Fall 2025 - CMPT 459 D100

Special Topics in Database Systems (3)

Class Number: 5527

Delivery Method: In Person

Overview

  • Course Times + Location:

    Sep 3 – Dec 2, 2025: Tue, 2:30–4:20 p.m.
    Burnaby

    Sep 3 – Dec 2, 2025: Thu, 2:30–3:20 p.m.
    Burnaby

  • Prerequisites:

    CMPT 354 with a minimum grade of C-.

Description

CALENDAR DESCRIPTION:

Current topics in database and information systems depending on faculty and student interest.

COURSE DETAILS:

This course introduces Data Mining, an area that plays a key role in Big Data analytics. Data mining applies machine learning methods for the efficient discovery of useful patterns in large datasets. This course focuses on fundamental data mining tasks and algorithms as well as key applications. It will prepare you both for developing your own data mining application and for starting your data mining research. Students taking this course are expected to have taken an algorithms course and to have an understanding of basic statistics equivalent to an entry-level course. The programming assignments and the course project require programming in Python, and students are expected to be proficient with this programming language. In the course project, groups of students will go through all steps of a data mining project on a dataset of their own choice.

Topics

  • Introduction
  • Data preprocessing: data cleaning, completion, transformation, normalization
  • Classification: evaluation, decision trees, Bayesian classification, NN, SVM, ensemble methods
  • Cluster analysis: partitioning, hierarchical, density-based methods, subspace clustering
  • Outlier detection: probabilistic and distance-based methods, LOF, non-parametric methods
  • Frequent pattern mining: association rules, Apriori, FP-growth, pattern summarization
  • Impact of data mining
  • Optional - Research directions in data mining: deep neural networks, transfer learning and continual learning, causal discovery and causal inference

 

Grading

NOTES:

Evaluation will be based on programming assignments, a midterm exam, and a course project. Details to be discussed and finalized in the first week of classes.

Students must attain an overall passing grade on the weighted average of exams in the course in order to obtain a clear pass (C- or better).

Materials

REQUIRED READING:

  • Data Mining: The Textbook
  • Charu Aggarwal,
  • Springer,
  • 2015
  • The book is available as e-book through the SFU Library: 
    https://link-springer-com.proxy.lib.sfu.ca/book/10.1007/978-3-319-14142-8

ISBN: 9783319141411

REQUIRED READING NOTES:

Your personalized Course Material list, including digital and physical textbooks, are available through the SFU Bookstore website by simply entering your Computing ID at: shop.sfu.ca/course-materials/my-personalized-course-materials.
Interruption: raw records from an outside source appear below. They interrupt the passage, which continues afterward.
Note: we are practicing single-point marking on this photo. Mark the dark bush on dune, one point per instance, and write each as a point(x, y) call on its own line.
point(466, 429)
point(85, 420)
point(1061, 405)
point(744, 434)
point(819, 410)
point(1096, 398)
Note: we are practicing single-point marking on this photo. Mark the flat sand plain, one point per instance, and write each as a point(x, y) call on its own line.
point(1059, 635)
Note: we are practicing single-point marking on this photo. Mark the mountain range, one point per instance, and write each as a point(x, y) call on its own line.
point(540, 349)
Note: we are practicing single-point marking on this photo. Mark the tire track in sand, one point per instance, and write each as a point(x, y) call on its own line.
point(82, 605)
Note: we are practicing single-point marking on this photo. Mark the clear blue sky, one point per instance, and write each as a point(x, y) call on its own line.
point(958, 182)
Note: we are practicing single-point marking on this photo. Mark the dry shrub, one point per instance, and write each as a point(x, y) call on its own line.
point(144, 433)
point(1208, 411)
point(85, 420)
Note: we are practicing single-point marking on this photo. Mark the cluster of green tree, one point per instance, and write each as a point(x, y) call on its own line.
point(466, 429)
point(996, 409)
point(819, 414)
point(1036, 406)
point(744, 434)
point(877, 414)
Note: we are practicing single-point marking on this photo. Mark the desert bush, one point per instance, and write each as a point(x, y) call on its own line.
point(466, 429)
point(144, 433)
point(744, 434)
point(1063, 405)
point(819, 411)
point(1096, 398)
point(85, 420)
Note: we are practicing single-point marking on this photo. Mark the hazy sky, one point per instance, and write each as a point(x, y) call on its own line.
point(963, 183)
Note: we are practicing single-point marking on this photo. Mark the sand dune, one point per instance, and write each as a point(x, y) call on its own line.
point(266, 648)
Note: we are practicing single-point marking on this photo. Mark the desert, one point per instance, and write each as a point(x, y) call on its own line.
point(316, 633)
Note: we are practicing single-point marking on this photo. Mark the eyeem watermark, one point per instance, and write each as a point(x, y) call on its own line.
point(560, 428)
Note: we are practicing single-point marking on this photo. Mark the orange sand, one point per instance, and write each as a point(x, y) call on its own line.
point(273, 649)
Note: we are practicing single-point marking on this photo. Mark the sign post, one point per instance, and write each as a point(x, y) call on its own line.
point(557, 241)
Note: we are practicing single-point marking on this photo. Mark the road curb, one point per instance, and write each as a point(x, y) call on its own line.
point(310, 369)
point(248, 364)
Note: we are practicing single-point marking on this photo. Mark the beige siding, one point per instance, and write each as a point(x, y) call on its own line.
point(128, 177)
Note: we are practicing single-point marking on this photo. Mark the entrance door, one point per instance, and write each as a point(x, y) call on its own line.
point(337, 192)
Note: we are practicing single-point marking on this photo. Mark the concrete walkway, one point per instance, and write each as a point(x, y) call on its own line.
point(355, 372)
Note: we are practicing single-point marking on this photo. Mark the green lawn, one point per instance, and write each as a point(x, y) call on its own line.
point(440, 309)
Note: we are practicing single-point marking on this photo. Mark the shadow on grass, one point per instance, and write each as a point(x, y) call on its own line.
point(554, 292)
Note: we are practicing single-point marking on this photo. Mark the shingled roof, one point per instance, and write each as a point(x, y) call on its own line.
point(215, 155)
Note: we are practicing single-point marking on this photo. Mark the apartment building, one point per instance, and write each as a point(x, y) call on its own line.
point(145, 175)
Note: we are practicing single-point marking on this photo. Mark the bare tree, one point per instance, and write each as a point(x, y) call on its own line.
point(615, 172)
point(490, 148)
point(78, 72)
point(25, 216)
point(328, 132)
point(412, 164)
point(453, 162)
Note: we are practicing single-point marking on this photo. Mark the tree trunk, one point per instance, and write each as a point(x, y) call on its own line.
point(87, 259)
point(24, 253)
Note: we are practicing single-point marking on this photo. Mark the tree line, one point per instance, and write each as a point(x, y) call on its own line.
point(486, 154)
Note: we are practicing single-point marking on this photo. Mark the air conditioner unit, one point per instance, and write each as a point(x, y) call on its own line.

Department Undergraduate Notes:

The following are default policies in the School of Computing Science. Please check your course syllabus whether the instructor has chosen a different policy for your class, otherwise the following policies apply.
 
  • Students must attain an overall passing grade on the weighted average of exams in the course in order to get a C- or higher.
  • All student requests for accommodations for their religious practices must be made in writing by the end of the first week of classes, or no later than one week after a student adds a course. After considering a request, an instructor may provide a concession or may decline to do so. Students requiring accommodations as a result of a disability can contact the Centre for Accessible Learning (caladmin@sfu.ca).

Registrar Notes:

ACADEMIC INTEGRITY: YOUR WORK, YOUR SUCCESS

At SFU, you are expected to act honestly and responsibly in all your academic work. Cheating, plagiarism, or any other form of academic dishonesty harms your own learning, undermines the efforts of your classmates who pursue their studies honestly, and goes against the core values of the university.

To learn more about the academic disciplinary process and relevant academic supports, visit: 


RELIGIOUS ACCOMMODATION

Students with a faith background who may need accommodations during the term are encouraged to assess their needs as soon as possible and review the Multifaith religious accommodations website. The page outlines ways they begin working toward an accommodation and ensure solutions can be reached in a timely fashion.